Tuesday, October 20, 2009

The scales have fallen from his eyes

Bob Herbert looks at the way the great divide between Wall St and the US has occured and ponders what might be done. And then he says it.
If some company is too big to fail, then it’s too big to exist. Break it up.

Why should the general public have to constantly worry that a misstep by the high-wire artists at Goldman Sachs (to take the most obvious example) would put the entire economy in peril? These financial acrobats get the extraordinary benefits of their outlandish risk-taking — multimillion-dollar paychecks, homes the size of castles — but the public has to be there to absorb the worst of the pain when they take a terrible fall.

Enough! Goldman Sachs is thriving while the combined rates of unemployment and underemployment are creeping toward a mind-boggling 20 percent. Two-thirds of all the income gains from the years 2002 to 2007 — two-thirds! — went to the top 1 percent of Americans.

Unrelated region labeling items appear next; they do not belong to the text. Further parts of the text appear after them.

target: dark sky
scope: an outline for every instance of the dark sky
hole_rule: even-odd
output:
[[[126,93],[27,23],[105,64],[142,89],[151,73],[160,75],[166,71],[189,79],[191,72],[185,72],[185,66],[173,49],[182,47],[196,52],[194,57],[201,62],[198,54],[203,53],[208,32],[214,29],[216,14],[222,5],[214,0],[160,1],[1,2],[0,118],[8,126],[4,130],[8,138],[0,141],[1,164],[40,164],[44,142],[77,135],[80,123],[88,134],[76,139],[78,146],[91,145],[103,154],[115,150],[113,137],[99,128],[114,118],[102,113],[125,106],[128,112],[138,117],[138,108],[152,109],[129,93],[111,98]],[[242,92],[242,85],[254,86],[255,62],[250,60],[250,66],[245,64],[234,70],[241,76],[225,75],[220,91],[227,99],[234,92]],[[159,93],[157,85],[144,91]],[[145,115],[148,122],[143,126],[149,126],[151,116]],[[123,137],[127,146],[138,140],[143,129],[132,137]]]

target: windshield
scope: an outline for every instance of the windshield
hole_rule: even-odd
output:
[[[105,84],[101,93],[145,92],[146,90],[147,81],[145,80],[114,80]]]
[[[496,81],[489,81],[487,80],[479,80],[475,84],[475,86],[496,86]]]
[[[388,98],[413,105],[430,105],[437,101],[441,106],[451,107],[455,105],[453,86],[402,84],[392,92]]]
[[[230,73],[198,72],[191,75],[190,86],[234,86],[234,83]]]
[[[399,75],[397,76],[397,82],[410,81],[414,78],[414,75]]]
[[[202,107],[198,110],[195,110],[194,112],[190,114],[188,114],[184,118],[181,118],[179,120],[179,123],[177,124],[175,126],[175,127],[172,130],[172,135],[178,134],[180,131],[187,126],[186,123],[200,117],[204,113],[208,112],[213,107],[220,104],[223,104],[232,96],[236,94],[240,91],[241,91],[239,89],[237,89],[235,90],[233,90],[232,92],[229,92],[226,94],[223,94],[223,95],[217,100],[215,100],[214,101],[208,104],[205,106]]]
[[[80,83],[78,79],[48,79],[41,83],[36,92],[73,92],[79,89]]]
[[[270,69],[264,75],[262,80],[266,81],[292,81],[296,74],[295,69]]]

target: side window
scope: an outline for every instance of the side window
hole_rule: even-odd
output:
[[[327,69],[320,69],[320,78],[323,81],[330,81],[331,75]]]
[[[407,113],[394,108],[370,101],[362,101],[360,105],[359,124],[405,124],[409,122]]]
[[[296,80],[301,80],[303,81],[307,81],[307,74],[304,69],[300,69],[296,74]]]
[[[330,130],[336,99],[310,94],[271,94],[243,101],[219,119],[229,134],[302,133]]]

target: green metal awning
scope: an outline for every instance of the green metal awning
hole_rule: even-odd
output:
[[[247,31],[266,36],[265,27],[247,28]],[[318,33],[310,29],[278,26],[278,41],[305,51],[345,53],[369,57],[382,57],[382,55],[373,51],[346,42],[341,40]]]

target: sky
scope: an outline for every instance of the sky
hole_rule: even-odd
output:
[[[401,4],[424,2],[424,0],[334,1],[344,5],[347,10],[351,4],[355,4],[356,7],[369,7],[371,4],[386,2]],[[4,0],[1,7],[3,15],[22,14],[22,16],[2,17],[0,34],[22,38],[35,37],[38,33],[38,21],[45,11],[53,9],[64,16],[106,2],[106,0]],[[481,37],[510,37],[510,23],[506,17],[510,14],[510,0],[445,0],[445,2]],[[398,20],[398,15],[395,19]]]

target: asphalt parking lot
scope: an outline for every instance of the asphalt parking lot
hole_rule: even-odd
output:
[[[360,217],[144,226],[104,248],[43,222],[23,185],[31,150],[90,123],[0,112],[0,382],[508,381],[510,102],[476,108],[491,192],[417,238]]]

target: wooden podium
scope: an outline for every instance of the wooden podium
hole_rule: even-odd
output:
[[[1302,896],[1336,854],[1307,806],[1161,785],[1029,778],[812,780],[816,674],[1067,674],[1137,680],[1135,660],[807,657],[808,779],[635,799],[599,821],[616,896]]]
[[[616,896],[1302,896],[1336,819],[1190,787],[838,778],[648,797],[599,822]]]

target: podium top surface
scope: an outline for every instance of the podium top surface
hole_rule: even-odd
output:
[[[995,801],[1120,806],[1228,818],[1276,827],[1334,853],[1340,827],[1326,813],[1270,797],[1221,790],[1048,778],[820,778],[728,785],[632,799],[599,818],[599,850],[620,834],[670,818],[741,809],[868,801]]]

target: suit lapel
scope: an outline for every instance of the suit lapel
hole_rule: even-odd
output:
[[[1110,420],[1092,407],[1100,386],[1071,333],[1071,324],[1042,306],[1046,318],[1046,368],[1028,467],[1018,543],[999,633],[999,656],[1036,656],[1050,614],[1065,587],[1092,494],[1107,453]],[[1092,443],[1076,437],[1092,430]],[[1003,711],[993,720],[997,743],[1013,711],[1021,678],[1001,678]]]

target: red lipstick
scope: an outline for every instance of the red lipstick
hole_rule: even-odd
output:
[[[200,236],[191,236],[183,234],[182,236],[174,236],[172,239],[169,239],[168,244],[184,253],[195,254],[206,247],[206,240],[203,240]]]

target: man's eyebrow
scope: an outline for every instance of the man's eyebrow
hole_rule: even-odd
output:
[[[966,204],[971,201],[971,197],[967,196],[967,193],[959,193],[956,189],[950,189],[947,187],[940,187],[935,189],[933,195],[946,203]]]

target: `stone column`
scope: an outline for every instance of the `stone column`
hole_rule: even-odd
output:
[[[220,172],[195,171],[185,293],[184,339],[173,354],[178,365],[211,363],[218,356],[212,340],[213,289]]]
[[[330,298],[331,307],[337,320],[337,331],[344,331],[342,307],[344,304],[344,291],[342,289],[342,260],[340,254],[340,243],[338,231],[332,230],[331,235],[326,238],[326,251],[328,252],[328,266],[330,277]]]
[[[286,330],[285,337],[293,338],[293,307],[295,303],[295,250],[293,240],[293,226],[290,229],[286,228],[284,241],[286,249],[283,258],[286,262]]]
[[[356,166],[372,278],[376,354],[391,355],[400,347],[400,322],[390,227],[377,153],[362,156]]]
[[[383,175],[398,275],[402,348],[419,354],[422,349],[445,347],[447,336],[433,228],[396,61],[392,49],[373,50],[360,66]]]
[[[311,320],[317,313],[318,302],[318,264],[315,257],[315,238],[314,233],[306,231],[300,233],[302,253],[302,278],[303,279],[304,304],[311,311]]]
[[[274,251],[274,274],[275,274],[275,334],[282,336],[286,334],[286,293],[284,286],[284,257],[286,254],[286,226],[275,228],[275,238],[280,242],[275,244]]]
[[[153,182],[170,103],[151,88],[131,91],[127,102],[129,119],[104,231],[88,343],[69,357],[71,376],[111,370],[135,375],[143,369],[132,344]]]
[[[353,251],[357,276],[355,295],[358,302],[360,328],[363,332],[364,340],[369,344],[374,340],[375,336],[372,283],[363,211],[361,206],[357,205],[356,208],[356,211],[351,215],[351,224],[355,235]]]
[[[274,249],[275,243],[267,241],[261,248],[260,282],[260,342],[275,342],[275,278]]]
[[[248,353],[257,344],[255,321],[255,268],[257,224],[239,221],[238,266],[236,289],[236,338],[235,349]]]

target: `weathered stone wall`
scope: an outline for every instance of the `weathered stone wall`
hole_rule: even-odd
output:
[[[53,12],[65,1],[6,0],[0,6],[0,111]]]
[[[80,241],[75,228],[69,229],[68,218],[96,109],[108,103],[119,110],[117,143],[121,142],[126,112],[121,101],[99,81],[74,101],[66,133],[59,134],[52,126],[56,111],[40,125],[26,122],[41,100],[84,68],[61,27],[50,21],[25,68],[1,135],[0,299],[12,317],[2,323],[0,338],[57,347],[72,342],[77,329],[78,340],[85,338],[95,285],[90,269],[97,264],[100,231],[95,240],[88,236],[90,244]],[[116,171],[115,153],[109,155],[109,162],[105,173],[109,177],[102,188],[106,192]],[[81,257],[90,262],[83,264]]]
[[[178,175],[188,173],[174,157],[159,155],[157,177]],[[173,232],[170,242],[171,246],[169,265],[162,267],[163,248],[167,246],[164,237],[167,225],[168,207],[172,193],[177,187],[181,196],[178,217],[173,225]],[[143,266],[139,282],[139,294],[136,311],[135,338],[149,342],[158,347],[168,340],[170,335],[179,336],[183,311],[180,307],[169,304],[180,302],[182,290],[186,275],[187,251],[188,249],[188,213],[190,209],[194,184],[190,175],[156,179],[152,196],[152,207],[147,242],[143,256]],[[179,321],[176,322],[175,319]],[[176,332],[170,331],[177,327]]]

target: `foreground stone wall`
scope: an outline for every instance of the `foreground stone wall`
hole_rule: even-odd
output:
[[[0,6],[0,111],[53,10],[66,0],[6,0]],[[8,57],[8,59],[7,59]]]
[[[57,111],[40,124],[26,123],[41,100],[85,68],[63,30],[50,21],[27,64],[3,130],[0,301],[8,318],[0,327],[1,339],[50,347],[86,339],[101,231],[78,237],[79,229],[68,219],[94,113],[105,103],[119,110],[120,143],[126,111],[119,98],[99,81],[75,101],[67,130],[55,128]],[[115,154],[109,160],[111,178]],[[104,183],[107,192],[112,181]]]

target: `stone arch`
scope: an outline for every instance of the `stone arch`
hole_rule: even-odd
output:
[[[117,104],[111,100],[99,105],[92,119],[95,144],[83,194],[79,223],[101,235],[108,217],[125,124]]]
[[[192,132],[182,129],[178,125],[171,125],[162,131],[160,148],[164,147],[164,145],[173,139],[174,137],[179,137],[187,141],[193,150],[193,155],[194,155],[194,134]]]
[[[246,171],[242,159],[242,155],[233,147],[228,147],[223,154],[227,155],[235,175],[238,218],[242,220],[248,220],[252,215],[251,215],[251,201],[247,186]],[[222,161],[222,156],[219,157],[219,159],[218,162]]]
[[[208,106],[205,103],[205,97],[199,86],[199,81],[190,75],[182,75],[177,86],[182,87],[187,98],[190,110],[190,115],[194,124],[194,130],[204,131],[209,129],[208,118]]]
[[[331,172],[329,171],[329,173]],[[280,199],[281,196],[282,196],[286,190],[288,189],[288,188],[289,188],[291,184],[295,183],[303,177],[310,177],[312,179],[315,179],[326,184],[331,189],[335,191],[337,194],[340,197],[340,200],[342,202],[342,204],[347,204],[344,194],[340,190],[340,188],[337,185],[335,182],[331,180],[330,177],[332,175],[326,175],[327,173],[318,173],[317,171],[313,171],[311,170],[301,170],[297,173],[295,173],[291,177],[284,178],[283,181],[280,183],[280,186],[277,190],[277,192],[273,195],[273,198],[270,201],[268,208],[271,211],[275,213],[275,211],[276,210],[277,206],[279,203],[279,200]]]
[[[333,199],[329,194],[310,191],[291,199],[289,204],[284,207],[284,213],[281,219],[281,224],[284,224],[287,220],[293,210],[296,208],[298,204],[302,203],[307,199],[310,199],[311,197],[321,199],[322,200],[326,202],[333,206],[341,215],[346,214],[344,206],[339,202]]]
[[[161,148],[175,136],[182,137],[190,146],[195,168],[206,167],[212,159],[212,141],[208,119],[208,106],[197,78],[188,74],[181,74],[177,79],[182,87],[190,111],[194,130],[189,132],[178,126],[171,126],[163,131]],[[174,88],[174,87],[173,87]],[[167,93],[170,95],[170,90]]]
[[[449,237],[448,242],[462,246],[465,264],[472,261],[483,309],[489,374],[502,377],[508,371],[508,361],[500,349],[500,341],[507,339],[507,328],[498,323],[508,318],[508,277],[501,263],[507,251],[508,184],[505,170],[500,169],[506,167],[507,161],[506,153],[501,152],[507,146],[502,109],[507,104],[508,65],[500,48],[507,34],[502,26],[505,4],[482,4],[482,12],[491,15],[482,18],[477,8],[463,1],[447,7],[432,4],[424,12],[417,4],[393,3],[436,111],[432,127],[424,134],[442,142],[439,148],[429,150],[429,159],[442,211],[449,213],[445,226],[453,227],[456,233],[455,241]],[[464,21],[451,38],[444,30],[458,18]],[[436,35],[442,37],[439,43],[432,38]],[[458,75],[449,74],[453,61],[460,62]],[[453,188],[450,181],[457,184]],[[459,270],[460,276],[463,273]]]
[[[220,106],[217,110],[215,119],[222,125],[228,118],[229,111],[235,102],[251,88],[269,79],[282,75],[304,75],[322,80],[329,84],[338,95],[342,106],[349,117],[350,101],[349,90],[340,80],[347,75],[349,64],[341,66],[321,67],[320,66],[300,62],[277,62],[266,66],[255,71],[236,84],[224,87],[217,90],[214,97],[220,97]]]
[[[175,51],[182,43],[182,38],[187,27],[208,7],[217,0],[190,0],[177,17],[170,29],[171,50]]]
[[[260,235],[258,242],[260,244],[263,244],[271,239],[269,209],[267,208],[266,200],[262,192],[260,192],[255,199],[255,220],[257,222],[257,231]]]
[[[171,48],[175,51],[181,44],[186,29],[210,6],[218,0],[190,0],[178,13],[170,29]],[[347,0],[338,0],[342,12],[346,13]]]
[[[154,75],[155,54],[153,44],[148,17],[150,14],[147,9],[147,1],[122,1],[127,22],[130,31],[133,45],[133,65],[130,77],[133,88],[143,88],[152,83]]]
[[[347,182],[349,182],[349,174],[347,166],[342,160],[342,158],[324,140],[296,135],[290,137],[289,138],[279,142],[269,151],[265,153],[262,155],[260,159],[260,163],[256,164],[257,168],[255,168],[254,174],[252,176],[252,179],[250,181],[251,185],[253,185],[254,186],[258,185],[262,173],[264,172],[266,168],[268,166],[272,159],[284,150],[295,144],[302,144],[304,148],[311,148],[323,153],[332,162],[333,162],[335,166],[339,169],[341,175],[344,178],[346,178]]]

We cannot continue transferring the nation’s wealth to those at the apex of the economic pyramid — which is what we have been doing for the past three decades or so — while hoping that someday, maybe, the benefits of that transfer will trickle down in the form of steady employment and improved living standards for the many millions of families struggling to make it from day to day.

That money is never going to trickle down. It’s a fairy tale. We’re crazy to continue believing it.
But Fux News tells us it is so, and BilloHannityBeck wouldn't lie.